John Wick: Chapter 3
(May 17, 2019)
This blockbuster neo-noir series has been a revelation for fans of fight and smash ‘em up thrillers these last few years, and the whole lot—Keanu Reeves, Ian McShane, and Halle Berry—are back for the third installment this spring. From the early word, it sounds like Berry’s character might take on a greater role, and that John Wick is going to have to “fight his way out of New York,” now that he’s violated some central underworld rules. We’re ready for that fight.
Motherless Brooklyn
July 3, 2018
Jonathan Lethem’s now classic crime fiction about a private eye with Tourette’s Syndrome journeying through a cold, lonely underworld in 1950’s New York is finally getting the big screen adaptation it so richly deserves, with Bruce Willis, Willem Dafoe, and Ed Norton starring, and Norton himself writing and directing. Given the talent involved and their particular preoccupations, this is sure to push the PI story into existential territory.

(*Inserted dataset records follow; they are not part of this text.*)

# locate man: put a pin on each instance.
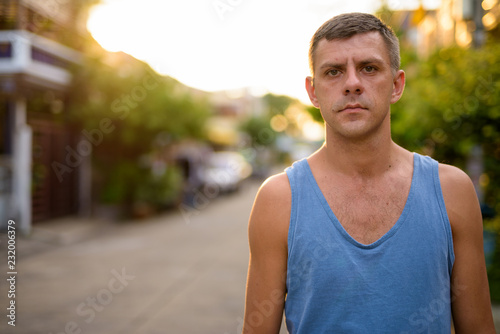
(364, 236)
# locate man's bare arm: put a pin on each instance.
(471, 306)
(267, 234)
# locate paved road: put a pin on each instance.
(183, 272)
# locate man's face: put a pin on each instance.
(354, 84)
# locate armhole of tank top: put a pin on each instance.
(444, 214)
(292, 174)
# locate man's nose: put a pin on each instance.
(352, 83)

Once Upon a Time in Hollywood
(July 26, 2019)
Tarantino’s ninth film is shaping up to be an especially memorable one. Brad Pitt and Leonardo DiCaprio star in this tale about aspiring actors trying to make it in Hollywood in 1969, with the horrors of the Manson Family as the backdrop for their aspirations. The images from the set look fantastic, with the stars awash in that Pacific light and trippy late 60s colors (and clothes). Given the talents of all involved, we’re expecting a very conversational and slightly pulpy classic.
The Woman in the Window
(October 4, 2019)
Amy Adams is starring in this adaptation of 2018’s blockbuster mystery from A.J. Finn, a riff on Hitchcock’s Rear Window about an agoraphobic woman indulging in her voyeuristic tendencies in New York City. Veteran literary adapter Joe Wright (Atonement, Anna Karenina) will direct.
The Irishman
(TBD 2019)
Sure, there are some red flags here, like the budget that’s ballooned out to $175 million, or the fact that there are reportedly over 300 scenes in the film, or that a good chunk of the budget is supposedly dedicated to technology that makes the main actors look thirty years younger than they are, or even, some might say, that the principals here, Martin Scorsese, Robert DeNiro, and Al Pacino, have been trafficking in impressions of their old selves for years, but brass tacks: Scorsese, DeNiro, Pacino, Joe Pesci, Bobby Cannavale, Ray Romano and (obviously) Anna Paquin are making a hugely expensive movie about the Irish-American hitman who claims to have killed Jimmy Hoffa. You know we’re excited about this. Let’s just hope the budget doesn’t break Netflix and ruin all the good crime content we’ve been getting these last couple years.
Uncut Gems
(TBD)
The Safdie brothers are back this year with the follow-up to their breakout NYC crime flick, Good Time, this round with another New York crime tale, Uncut Gems, which stars, apparently, Adam Sandler, Pom Klementieff, Idina Menzel, and Kevin Garnett. This promises to be a truly strange heist film.